Driver information systems are becoming more prevalent in vehicles, although their full effect on driver performance and safety is still unclear.
The study described used FOT methodology to evaluate drivers’ perceptions of safety when using driver information systems (Navigation, Speed Information/Alert, Traffic Information, and Green Driving Support) and participants were tested over a period ranging from 8 to 16 months in five European countries.
When looking at results, 41% of participants expected the safety of their driving to improve when they used a Navigation system (Greece, Italy, Spain, Sweden, and the UK); 62% anticipated an improvement in safety with the use of a Speed Information/Alert system (UK, Italy, and Spain); 50% anticipated an improvement in safety with the use of Traffic Information (Sweden and Greece); and 20% of the drivers anticipated an improvement in safety whilst driving with Green Driving Support (Greece only).

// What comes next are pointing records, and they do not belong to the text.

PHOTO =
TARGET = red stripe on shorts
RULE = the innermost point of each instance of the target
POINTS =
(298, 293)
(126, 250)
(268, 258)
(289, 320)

For Navigation, upon comparing pre-test with post-test responses, no changes in responses were observed for Sweden, Italy, or Spain. However, in the UK and in Greece there was a shift towards perceived negative effects upon safety compared to original expectations.
For Speed Information/Alert, at the end of testing, there were significant differences in the perceived safety in the UK and Italy, with a move towards ‘No Change’—but there was no significant difference in the pre- and post-FOT responses in Spain.
For Traffic Information, there was a significant difference in the post-FOT response for Sweden, with a distinct move towards perceiving no change in safety. There was a similar pattern in the data from Greece; however, this was not a statistically significant change.
For Green Driving Support in Greece, the numbers of drivers reporting ‘No Change’ in perception of safety increased post-FOT to 88%, although this was not statistically significant.
The results suggest that perceptions of safety for the tested functions do not necessarily increase with exposure to them, as might be expected.